Cameron speech: France offers 'red carpet' to UK firms
- 23 January 2013
- From the section Business
The French foreign minister says France will welcome any businesses that leave the UK, should the country exit the European Union.
Reacting to David Cameron's speech on Europe, Laurent Fabius said: "If the UK decides to leave the EU, we will roll out the red carpet to businessmen."
But business groups in the UK were more supportive of Mr Cameron's speech.
The prime minister has pledged to hold fresh negotiations and an "in/out" referendum on UK membership of the EU.
"You can't do Europe a la carte," Mr Fabius said, responding to the pledges.
"I'll take an example which our British friends will understand. Let's imagine Europe is a football club and you join, but once you're in it you can't say let's play rugby."
Mr Fabius's remark about the red carpet was in response to an invitation made by the UK Prime Minister last year.

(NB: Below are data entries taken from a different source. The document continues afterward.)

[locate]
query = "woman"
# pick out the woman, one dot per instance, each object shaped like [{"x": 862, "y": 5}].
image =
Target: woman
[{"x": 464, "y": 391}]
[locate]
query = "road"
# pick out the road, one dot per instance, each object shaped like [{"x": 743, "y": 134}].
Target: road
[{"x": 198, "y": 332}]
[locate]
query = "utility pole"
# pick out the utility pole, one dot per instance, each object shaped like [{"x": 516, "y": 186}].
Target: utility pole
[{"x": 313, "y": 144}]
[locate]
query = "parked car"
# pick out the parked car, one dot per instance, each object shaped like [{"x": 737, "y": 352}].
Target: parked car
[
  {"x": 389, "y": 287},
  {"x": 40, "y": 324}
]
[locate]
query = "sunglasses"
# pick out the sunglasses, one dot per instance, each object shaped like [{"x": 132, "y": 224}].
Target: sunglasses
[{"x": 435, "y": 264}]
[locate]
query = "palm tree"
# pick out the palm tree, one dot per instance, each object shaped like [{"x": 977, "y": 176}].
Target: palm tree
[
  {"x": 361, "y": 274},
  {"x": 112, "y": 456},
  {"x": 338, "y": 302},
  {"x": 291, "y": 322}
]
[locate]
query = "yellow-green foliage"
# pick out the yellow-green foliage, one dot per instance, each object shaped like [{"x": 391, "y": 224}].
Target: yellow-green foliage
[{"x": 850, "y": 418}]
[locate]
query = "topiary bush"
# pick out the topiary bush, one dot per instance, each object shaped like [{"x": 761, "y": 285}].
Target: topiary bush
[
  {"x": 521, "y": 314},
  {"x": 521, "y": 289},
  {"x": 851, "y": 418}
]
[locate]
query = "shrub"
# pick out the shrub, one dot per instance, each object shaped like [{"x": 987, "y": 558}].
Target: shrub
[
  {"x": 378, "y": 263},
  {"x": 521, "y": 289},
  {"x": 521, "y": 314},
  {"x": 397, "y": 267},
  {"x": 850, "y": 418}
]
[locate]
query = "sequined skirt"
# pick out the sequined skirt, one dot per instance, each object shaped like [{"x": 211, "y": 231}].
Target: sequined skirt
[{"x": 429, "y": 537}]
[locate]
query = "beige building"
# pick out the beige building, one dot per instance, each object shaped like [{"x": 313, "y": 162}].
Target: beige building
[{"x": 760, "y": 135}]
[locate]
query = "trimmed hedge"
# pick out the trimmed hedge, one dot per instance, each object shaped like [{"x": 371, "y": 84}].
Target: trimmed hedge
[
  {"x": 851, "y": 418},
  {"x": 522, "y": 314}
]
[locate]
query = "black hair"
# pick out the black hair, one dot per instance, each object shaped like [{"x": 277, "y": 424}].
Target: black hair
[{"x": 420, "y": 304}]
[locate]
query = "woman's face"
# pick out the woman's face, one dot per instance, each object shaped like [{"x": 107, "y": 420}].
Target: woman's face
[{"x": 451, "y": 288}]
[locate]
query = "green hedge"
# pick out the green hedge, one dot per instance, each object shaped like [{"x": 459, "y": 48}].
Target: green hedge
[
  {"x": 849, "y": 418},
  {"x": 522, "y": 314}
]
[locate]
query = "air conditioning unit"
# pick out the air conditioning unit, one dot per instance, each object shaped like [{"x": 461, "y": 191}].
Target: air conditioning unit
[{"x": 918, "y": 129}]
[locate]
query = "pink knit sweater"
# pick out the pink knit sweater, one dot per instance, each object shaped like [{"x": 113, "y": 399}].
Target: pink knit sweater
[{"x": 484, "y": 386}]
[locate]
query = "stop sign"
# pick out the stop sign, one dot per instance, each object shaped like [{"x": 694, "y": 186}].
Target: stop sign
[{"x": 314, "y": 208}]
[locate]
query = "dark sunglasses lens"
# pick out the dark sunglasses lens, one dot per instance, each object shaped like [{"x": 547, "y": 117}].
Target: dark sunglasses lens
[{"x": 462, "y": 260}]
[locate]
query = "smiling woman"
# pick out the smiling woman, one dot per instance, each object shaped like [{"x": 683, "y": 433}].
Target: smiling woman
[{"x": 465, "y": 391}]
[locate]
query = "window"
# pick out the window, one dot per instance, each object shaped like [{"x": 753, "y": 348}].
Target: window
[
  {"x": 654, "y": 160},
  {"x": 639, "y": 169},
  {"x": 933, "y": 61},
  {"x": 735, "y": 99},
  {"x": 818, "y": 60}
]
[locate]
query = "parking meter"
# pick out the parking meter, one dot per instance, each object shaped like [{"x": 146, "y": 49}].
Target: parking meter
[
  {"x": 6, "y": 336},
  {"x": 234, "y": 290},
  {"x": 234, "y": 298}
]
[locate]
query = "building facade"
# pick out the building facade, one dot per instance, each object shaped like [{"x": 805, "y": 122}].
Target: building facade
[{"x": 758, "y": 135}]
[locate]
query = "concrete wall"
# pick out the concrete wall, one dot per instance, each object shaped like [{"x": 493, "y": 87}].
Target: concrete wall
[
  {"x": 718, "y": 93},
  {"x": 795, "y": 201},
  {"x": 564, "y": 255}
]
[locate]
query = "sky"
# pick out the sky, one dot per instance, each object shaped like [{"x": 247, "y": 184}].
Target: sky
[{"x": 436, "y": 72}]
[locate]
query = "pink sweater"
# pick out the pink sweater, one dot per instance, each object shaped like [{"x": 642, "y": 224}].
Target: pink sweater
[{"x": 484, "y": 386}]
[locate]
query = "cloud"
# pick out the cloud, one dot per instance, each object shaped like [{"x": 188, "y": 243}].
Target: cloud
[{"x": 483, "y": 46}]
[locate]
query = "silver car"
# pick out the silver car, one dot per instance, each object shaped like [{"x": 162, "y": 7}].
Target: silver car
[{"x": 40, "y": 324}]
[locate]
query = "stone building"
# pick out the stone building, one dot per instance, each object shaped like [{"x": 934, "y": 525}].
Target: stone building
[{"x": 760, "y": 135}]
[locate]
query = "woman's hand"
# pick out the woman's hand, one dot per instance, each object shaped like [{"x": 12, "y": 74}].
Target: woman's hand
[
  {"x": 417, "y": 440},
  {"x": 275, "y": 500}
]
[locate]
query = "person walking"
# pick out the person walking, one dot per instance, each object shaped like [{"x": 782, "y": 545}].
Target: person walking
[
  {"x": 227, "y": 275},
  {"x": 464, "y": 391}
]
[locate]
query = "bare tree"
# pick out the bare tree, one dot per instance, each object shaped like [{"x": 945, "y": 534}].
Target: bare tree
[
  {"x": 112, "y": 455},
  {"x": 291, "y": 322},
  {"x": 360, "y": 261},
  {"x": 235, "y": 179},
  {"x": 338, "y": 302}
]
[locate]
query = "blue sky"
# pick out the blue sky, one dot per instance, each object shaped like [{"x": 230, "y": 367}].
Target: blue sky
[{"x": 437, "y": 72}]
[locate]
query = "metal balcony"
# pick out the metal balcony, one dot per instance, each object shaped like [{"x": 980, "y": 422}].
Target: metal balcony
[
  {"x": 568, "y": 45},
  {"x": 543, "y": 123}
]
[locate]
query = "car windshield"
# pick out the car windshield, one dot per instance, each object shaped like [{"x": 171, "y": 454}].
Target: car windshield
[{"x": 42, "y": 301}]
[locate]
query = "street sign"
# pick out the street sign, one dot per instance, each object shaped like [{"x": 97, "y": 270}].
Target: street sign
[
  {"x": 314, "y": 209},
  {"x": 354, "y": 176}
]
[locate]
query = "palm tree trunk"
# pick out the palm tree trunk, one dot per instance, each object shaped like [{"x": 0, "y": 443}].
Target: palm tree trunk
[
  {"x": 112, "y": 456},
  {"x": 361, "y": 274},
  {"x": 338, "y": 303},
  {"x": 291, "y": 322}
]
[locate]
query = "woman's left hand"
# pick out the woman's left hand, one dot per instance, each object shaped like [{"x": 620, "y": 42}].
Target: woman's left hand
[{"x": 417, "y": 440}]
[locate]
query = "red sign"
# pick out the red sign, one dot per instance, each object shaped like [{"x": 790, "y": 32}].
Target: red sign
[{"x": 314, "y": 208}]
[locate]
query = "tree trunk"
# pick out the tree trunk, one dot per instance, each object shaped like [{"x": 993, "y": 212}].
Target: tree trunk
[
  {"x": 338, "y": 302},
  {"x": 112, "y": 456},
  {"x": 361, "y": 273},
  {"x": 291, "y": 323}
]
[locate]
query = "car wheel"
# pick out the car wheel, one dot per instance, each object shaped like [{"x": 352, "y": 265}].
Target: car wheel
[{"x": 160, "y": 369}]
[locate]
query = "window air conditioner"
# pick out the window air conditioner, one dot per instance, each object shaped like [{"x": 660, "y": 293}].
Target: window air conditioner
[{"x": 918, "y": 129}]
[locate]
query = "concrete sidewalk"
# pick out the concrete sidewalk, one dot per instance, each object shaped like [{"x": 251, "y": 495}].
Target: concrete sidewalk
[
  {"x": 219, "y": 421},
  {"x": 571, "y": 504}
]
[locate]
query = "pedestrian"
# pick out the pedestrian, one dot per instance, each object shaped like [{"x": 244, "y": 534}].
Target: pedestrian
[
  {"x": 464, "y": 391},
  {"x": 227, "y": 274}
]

David Cameron said then that he would roll out a red carpet for any entrepreneurs wanting to leave France because of increased wealth taxes.
But the UK's biggest business organisation, the CBI, expressed support.
"The prime minister rightly recognised the benefits of retaining membership of what must be a reformed European Union," said the director general, John Cridland.
"The single market is fundamental to the UK's success, but closer union of the eurozone is not for us."
Well-known venture capitalist, Jon Moulton, founder of Better Capital, also welcomed David Cameron's speech.
"It was definitely in the direction we'd favour," he told the BBC.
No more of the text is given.